核心解説
この問題は、高齢者の低栄養評価に用いる適切なスクリーニングツールの知識を問うています。看護師国家試験では、各評価尺度の目的を正確に把握しておくことが重要です。特に、高齢者では低栄養が
サルコペニア (Sarcopenia) や
フレイル (Frailty) のリスクを高め、ADL低下や予後不良に直結するため、適切なスクリーニングが看護ケアの第一歩となります。
1.
正解の根拠 (Answer Rationale):
最重要! Mini Nutritional Assessment (MNA) は、高齢者を対象に開発された栄養状態評価ツールです。スクリーニング(MNA-SF:Short Form)とアセスメント(Full MNA)の両方に使用でき、
食事摂取量の変化、体重減少、移動能力、精神的ストレス、神経精神的問題、BMI などを評価します。高齢者の低栄養リスクを早期に発見するためのゴールドスタンダードとして広く用いられています。
2.
誤答の分析 (Distractor Analysis):
混同注意!
- ②番
Glasgow Coma Scale (GCS):意識レベル(開眼、言語反応、運動反応)の評価に用いられます。栄養評価とは無関係です。
- ③番
Morse Fall Scale:転倒リスクの評価に用います。栄養評価とは無関係です。
- ④番
Braden Scale:褥瘡(床ずれ)発生のリスク評価に用います。知覚、湿潤、活動、可動性、栄養、摩擦・ずれの6項目を評価しますが、栄養はサブ項目であり、低栄養を総合的にスクリーニングするためのツールではありません。
- ⑤番
Hasegawa Dementia Scale (HDS-R):認知機能(見当識、記憶、計算など)の評価に用います。栄養評価とは無関係です。
3.
関連概念の整理 (Related Concepts):
最重要! 高齢者の栄養評価には、MNAの他に
簡易栄養状態評価表(CONUT:Controlling Nutritional Status) や、血清アルブミン値・総リンパ球数などを用いる方法もあります。また、低栄養の原因となる
嚥下障害 (Dysphagia) や
誤嚥性肺炎 (Aspiration Pneumonia) のリスク評価(反復唾液嚥下テスト:RSST、フードテストなど)も併せて学習しておくと良いでしょう。
概念整理: 高齢者低栄養のスクリーニングには
Mini Nutritional Assessment (MNA) が最適。その他のスケールは目的が異なるため、名称と目的をしっかり関連付けて覚えましょう。
一目で比較!:
| スケール名 | 評価目的 | 主な評価項目 |
|---|
| MNA | 高齢者の栄養状態 | 食事摂取量、体重減少、BMI、移動能力、ストレス |
| GCS | 意識レベル | 開眼(E)、言語反応(V)、運動反応(M) |
| Morse Fall Scale | 転倒リスク | 転倒歴、二次的診断、歩行補助具、点滴、歩行状態、精神状態 |
| Braden Scale | 褥瘡リスク | 知覚、湿潤、活動、可動性、栄養、摩擦・ずれ |
| HDS-R | 認知機能 | 見当識、記憶、計算、数字の逆唱 |
看護過程ポイント: 高齢者の入院時・入所時には、
アセスメント の一環としてMNAを用いた栄養スクリーニングを必ず実施しましょう。スクリーニングで低栄養リスクが高いと判断された場合は、詳細な栄養アセスメント(食事摂取量の記録、体重測定、血清アルブミン値・プレアルブミン値の確認)へとつなげ、必要に応じて
栄養サポートチーム (NST) に相談します。
暗記のコツ: 「MNA(ムーナ)は『M=ミート(肉)・N=ニュートリション(栄養)・A=アセスメント(評価)』と覚えましょう。

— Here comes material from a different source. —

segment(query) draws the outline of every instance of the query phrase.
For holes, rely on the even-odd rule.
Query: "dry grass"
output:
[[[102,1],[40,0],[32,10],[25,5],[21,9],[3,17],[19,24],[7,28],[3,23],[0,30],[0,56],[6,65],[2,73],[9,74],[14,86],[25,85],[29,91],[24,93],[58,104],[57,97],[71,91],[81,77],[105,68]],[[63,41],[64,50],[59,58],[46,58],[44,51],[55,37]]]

肉を食べる(栄養)ことを評価するツールだとイメージすると忘れにくいです。」
国試頻出ポイント: 各評価スケールの目的を問う問題は毎年のように出題されます。名称から機能を連想できるように、表で一覧にして覚えるのが効果的です。
出題パターン注意!: 事例問題で「高齢の患者さんが体重減少している」という状況設定で、「まず使用する評価ツールはどれか」と問われることがあります。また、褥瘡予防のBraden Scaleのサブ項目に「栄養」があることと混同しないように注意しましょう。